Yadav Sharda, Kc Sanjaya, Blaskovich Mark A T, Lu Cu-Tai, Lam Alfred K, Nguyen Nam-Trung
Queensland Micro- and Nanotechnology Centre, Nathan Campus, Griffith University, Brisbane, QLD, 4111, Australia.
Institute of Molecular Bioscience, The University of Queensland, St Lucia, QLD, 4067, Australia.
Adv Biol (Weinh). 2025 Aug;9(8):e2400626. doi: 10.1002/adbi.202400626. Epub 2025 Jan 30.
Colorectal cancer (CRC) remains a leading cause of cancer-related deaths, creating an urgent need for innovative diagnostic solutions. Mechanobiology, a cutting-edge field that investigates how physical forces influence cell behavior, is now revealing new insights into cancer progression. This research focuses on two crucial players: RhoA and Rac1, small yet powerful proteins that regulate the structure and movement of cancer cells. RhoA controls cell adhesion and migration, while Rac1 drives cell movement and invasion. As CRC tumors grow and reshape the colon's mechanical environment, these pathways become disrupted, accelerating cancer progression. Examining the level of RhoA and Rac1 in CRC clinical samples under mechanical strain reveals their potential as diagnostic markers. Tracking the activity of these proteins can unlock valuable insights into cancer cell dissemination, offering new avenues for understanding and diagnosing CRC. This approach holds promise for earlier detection and better outcomes by offering key insights for more effective diagnostic strategies.

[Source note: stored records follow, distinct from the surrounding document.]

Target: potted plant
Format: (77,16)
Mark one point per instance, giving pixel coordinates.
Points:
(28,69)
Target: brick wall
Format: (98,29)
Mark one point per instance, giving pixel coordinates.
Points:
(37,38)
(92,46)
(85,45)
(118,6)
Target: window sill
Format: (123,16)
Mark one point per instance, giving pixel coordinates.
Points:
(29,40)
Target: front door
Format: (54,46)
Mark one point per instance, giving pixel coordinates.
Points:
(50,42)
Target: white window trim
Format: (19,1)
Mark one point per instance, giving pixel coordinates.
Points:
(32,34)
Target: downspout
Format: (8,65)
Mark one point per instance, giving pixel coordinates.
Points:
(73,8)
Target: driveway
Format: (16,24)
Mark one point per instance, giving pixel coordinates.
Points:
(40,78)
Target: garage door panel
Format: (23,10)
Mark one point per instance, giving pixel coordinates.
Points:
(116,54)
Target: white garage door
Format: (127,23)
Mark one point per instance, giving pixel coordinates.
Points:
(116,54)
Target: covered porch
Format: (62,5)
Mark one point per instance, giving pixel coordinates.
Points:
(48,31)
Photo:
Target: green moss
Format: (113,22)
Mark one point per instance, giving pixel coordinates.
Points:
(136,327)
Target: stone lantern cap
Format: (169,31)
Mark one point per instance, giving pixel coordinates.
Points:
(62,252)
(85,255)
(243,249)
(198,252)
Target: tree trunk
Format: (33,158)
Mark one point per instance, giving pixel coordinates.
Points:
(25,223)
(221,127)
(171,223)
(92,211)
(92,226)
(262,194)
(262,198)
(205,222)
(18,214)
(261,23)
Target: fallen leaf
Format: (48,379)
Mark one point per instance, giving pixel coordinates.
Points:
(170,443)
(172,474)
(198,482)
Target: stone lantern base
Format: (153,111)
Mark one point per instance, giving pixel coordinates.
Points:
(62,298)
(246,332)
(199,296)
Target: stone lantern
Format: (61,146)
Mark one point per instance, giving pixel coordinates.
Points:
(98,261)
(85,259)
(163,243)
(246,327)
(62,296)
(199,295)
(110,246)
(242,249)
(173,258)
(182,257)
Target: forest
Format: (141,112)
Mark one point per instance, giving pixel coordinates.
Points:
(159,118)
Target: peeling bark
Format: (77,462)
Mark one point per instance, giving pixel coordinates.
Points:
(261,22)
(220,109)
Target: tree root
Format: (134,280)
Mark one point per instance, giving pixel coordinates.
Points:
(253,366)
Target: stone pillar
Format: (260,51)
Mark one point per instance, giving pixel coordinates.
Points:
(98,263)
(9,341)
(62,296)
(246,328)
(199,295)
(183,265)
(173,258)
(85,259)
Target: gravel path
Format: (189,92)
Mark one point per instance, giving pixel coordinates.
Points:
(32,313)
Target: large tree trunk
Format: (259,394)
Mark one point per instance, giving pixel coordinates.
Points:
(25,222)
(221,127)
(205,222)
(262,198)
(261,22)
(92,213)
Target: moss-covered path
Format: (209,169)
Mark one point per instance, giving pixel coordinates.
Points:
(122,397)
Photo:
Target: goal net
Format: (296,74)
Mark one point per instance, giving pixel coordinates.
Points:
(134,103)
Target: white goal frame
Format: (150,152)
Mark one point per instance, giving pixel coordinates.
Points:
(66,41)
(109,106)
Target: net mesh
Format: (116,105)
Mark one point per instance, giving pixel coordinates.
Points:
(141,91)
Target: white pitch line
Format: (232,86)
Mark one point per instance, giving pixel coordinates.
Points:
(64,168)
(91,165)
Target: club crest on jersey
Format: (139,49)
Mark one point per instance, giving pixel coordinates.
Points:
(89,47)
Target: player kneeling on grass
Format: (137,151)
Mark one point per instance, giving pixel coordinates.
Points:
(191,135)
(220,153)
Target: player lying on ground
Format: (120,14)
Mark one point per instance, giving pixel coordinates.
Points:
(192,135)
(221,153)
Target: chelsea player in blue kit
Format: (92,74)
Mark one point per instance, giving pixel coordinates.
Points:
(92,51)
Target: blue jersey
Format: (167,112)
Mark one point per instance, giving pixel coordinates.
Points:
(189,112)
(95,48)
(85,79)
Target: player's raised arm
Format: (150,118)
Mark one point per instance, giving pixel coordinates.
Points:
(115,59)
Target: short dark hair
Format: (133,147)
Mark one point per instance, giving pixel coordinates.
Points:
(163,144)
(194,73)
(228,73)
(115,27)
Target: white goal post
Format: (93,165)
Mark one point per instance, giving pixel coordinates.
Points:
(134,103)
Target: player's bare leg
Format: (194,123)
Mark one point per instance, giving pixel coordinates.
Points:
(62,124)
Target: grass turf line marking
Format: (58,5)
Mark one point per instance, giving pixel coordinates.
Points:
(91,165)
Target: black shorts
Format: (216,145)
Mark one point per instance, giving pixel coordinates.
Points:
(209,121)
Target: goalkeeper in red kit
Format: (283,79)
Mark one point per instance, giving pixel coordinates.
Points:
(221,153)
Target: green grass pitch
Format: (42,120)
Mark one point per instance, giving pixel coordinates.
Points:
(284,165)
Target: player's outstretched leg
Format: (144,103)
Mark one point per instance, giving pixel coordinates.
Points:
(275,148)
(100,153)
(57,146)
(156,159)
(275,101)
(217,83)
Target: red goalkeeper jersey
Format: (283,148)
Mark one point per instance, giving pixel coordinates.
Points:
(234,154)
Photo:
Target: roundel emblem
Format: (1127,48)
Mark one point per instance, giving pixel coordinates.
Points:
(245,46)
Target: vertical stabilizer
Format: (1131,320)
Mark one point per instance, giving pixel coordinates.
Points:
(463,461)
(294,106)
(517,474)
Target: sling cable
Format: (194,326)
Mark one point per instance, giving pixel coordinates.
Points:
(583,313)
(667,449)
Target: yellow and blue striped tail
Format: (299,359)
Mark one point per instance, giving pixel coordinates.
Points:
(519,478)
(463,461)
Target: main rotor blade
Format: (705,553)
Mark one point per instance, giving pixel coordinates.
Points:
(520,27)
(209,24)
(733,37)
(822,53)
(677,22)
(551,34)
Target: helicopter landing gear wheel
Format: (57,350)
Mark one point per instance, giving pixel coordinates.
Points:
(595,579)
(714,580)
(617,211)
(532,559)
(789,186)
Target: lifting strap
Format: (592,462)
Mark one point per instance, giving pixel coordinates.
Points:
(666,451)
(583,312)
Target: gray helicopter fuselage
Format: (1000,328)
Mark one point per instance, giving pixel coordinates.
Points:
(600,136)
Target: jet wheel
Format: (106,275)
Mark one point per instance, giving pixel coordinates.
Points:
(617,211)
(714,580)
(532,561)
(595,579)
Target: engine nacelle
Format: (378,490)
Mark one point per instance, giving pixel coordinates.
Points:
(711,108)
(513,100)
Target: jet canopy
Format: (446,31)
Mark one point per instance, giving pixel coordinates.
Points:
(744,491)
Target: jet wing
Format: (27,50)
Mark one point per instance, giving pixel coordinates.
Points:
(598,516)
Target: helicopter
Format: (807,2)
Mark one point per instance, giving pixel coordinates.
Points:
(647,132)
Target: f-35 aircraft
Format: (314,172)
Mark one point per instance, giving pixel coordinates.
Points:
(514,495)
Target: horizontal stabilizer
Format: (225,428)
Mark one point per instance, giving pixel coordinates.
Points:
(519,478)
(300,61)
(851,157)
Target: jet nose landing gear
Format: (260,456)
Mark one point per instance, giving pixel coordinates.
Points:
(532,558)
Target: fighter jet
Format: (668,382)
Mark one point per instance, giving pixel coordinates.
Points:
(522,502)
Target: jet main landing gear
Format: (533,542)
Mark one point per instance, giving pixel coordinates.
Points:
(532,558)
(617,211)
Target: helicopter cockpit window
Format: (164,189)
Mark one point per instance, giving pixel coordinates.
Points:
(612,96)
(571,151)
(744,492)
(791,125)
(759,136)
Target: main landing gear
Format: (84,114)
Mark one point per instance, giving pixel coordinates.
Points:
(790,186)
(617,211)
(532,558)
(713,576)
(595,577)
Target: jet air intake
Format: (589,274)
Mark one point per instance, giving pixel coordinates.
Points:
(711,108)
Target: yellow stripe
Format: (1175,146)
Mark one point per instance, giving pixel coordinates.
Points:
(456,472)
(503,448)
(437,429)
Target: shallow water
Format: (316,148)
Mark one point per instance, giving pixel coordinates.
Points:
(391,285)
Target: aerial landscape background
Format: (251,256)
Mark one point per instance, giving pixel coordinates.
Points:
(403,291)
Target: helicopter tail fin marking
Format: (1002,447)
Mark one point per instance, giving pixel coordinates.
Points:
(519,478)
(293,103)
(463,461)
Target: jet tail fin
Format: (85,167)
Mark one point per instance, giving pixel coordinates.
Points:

结直肠癌(CRC)仍然是癌症相关死亡的主要原因,因此迫切需要创新的诊断解决方案。机械生物学是一个前沿领域,研究物理力如何影响细胞行为,现在它正在揭示癌症进展的新见解。这项研究聚焦于两个关键因素:RhoA和Rac1,这两种虽小但功能强大的蛋白质,它们调节癌细胞的结构和运动。RhoA控制细胞黏附和迁移,而Rac1驱动细胞运动和侵袭。随着CRC肿瘤的生长并重塑结肠的机械环境,这些信号通路会被破坏,从而加速癌症进展。在机械应变下检测CRC临床样本中RhoA和Rac1的水平,揭示了它们作为诊断标志物的潜力。追踪这些蛋白质的活性可以为癌细胞扩散提供有价值的见解,为理解和诊断CRC提供新途径。这种方法有望通过为更有效的诊断策略提供关键见解,实现更早的检测和更好的治疗效果。